Last week's Lewy Body Dialogue Chapter

 Ch.39. “The Apocalypse Arrived and Yet it was Not Apocalyptic.”

            This quote comes from the novel Exit West, by Moshin Hamid. The author writes about the difficulties facing people emigrating from their native lands to new places. Hamid notes that life goes on in these circumstances and people make new friends, discover new activities, create new opportunities, and, eventually, “desirable futures begin to emerge.”

            I can’t imagine a better description of how things have changed since Lewy Body entered our lives. I think Lewy Body Disease, as awful as it truly can be, has opened us to new friends, new activities, and new opportunities. For instance, we have made many new friends in our Lewy Body support groups; Pat discovered a new activity by joining the memory choir; and we have found an opportunity to deepen our shared love through writing this journal together.

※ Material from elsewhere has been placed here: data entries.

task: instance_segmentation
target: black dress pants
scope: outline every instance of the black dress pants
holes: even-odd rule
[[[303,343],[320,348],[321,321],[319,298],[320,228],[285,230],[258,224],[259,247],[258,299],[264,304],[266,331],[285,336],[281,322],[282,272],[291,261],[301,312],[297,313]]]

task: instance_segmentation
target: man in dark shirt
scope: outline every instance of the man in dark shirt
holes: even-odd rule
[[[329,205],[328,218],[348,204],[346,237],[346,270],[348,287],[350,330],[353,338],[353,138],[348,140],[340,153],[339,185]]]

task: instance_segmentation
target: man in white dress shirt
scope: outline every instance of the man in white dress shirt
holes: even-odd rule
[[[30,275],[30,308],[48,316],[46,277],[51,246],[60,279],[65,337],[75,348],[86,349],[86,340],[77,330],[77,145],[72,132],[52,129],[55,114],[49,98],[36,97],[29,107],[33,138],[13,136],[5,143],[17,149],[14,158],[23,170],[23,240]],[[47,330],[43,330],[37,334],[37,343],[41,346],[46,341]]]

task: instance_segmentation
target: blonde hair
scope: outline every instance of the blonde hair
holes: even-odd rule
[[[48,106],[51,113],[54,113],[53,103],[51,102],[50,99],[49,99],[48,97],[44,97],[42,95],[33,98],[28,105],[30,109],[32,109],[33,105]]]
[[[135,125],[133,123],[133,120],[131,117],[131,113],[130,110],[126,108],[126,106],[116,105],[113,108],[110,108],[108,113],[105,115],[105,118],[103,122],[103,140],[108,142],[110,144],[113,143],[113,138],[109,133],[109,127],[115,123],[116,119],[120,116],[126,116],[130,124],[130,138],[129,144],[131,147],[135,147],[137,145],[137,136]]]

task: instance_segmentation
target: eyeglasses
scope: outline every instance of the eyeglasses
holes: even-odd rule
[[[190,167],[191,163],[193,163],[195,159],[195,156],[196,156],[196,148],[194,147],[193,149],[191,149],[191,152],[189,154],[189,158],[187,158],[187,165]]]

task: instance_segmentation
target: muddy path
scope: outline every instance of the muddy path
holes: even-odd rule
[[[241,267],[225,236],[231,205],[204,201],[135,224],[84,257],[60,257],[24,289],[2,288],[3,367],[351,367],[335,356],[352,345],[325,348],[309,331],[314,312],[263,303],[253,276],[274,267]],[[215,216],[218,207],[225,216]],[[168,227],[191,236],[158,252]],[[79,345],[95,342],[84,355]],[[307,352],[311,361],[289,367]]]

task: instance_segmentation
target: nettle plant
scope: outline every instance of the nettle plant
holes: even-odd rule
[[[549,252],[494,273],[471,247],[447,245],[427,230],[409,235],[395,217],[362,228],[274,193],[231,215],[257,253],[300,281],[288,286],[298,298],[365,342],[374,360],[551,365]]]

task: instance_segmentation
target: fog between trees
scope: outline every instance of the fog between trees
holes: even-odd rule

            Let me go a little further. I am retired. I no longer go around the country facilitating professional workshops. I haven’t published a professional or trade book for several years. I no longer make a living as a domestic violence and anger management counselor. All these things were central to my identity as a productive, contributing member of society. Many people like me, whose careers are central to their identity, get lost in retirement. Who am I if I am not doing these supposedly important things?

            A large part of my answer is that I am now half of a care partner duo, charged with helping make Pat’s and my life as rewarding, happy, and healing as possible. I make our meals; I drive the car; I’m in charge of Pat’s medicines. I read a lot about Lewy Body; I’ve become our social secretary; I go to my own caregiver meetings for support. I have become a voice of optimism (not a natural strength) when Pat feels down. And here’s what’s important: I feel I am doing exactly what I’m supposed to be doing with my life. My life is full of rewarding moments. I feel loved and loving.

            Yes, Lewy Body is the apocalypse. And yet, as Hamid writes, it is not apocalyptic.

Pat’s comments on “The Apocalypse Arrived and Yet it was Not Apocalyptic.”

            I have an illness. How is that an “apocalypse?” Tell me, what has ended and been destroyed? I wouldn’t know what it is. I don’t think Lewy Body is an apocalypse. I think it is a big change. Could you even say it is a change? I don’t know if you could. It’s some kind of change. There are changes that have happened to me partly because I have Lewy Body. For example, the inability to drive and go to certain locations which were very nurturing for me and powerful for me has ended. That doesn’t mean that everything will end but some things have ended that were very important to me and to my experience of the world.

            A lot of things have changed and some of them are useful and good for me but I don’t think the essence of that is very easily understood by other people.

            I’m not saying my life hasn’t changed in positive ways. I’m sure it has. However, there are some parts of my life and experiences I’ve had I’m no longer able to share very well. I can experience them but it is hard to take the time to share what they really mean to me.

            Except that I love Ron as I always have and even more. I thank the Lord for him.